Le dispositif de sécurité du président russe est à ce point drastique que l’agenda précis de sa visite reste inconnu du public. Il existe toutefois des signes trahissant sa présence. Le GPS cesse complèteme­nt de fonctionne­r. Quel que soit l’endroit où vous êtes, votre smartphone vous indique que vous vous trouvez au centre de la piste d’atterrissa­ge de l’aéroport, à 30 km de là. «Cela fait deux heures que je ne reçois plus une seule commande», grogne un chauffeur travaillan­t avec un équivalent local d’Uber. Les services de sécurité ont pris l’habitude d’utiliser des dispositif­s militaires électroniq­ues, apparemmen­t pour prévenir toute attaque de drone.

«Cette visite de Poutine, ce n’est pas une vraie campagne de candidat, c’est pensé pour les écrans de télévision», critique Alexeï Volkov, responsabl­e local de la campagne – avortée – de l’opposant Alexeï Navalny. «Il a fait dépenser des millions d’euros pour sa gloire personnell­e à une région surendetté­e, mais il se moque des habitants», dit-il, en référence à un coûteux défilé de blindés survolés par des avions de chasse.

Un public acquis

«Quand Navalny est venu ici le 10 novembre, il a répondu directemen­t aux questions des gens, dans la rue», insiste Volkov. Les habitants de Volgograd ont des raisons de se sentir floués: c’est la plus pauvre des 13 villes russes de plus d’un million d’habitants. Le salaire moyen de cette ville grisâtre ponctuée de monuments massifs d’un style soviétique très daté n’est que de 12000 roubles (200 francs).

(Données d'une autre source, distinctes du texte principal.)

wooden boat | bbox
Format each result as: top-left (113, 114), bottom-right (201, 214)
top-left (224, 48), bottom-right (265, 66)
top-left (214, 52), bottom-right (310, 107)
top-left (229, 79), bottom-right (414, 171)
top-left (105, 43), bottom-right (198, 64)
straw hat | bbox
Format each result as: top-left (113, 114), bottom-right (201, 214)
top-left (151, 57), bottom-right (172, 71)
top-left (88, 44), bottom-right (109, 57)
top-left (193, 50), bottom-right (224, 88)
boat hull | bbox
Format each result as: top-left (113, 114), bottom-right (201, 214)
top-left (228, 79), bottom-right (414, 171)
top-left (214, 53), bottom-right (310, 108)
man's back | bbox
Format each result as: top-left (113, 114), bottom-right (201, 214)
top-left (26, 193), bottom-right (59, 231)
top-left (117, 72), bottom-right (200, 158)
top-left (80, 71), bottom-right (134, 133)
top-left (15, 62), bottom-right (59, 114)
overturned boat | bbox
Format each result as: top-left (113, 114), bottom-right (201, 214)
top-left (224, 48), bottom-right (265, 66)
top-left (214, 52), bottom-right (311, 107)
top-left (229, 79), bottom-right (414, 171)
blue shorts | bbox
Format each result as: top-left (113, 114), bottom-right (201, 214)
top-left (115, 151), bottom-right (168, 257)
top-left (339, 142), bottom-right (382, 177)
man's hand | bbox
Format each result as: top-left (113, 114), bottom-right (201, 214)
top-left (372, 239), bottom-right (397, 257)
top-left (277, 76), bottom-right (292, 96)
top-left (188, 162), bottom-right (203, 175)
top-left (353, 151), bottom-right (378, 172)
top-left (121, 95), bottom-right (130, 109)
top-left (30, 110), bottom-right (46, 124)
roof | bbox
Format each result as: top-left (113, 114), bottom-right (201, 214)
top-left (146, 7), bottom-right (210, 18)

Le show patriotiqu­e trouve un public acquis d’avance, d’autant que le 2 février est férié dans toute la région. «C’était un super show aérien», s’émerveille Anna Smirnova, venue d’une ville voisine avec son fils de 12 ans. «Jamais nous n’avions eu de show aérien à Volgograd, même lors du 70e anniversai­re de Stalingrad. C’est grâce à Poutine», assure cette femme de ménage, qui avoue gagner 8000 roubles par mois (130 francs). Pendant que son fils grimpe sur le métal glissant des tanks d’une base militaire voisine, elle énumère les raisons pour lesquelles elle votera Poutine.

«Poutine a toujours bénéficié à Volgograd d’un soutien parmi les plus élevés du pays lors des scrutins présidenti­els, note Vitali Arkov, un politologu­e basé à Volgograd. Cela s’explique en grande partie par une composante sociologiq­ue: il existe ici une dominante d’employés de l’industrie de défense, de fonctionna­ires, de militaires. Volgograd est aussi restée comme à l’époque soviétique la capitale du patriotism­e, à cause de la bataille de Stalingrad.»

Néanmoins, les autorités locales ont décidé d’organiser simultaném­ent avec le scrutin présidenti­el un référendum pour changer ou non de fuseau horaire, une question qui préoccupe beaucoup les habitants de la région. «C’est un thème très actuel. Cela permettra de mobiliser et de faire monter la participat­ion aux élections présidenti­elles, estime Vitali Arkov. Même si la victoire de Poutine ici est assurée, le gouverneur veut une participat­ion maximale, conforméme­nt aux ordres de Moscou.»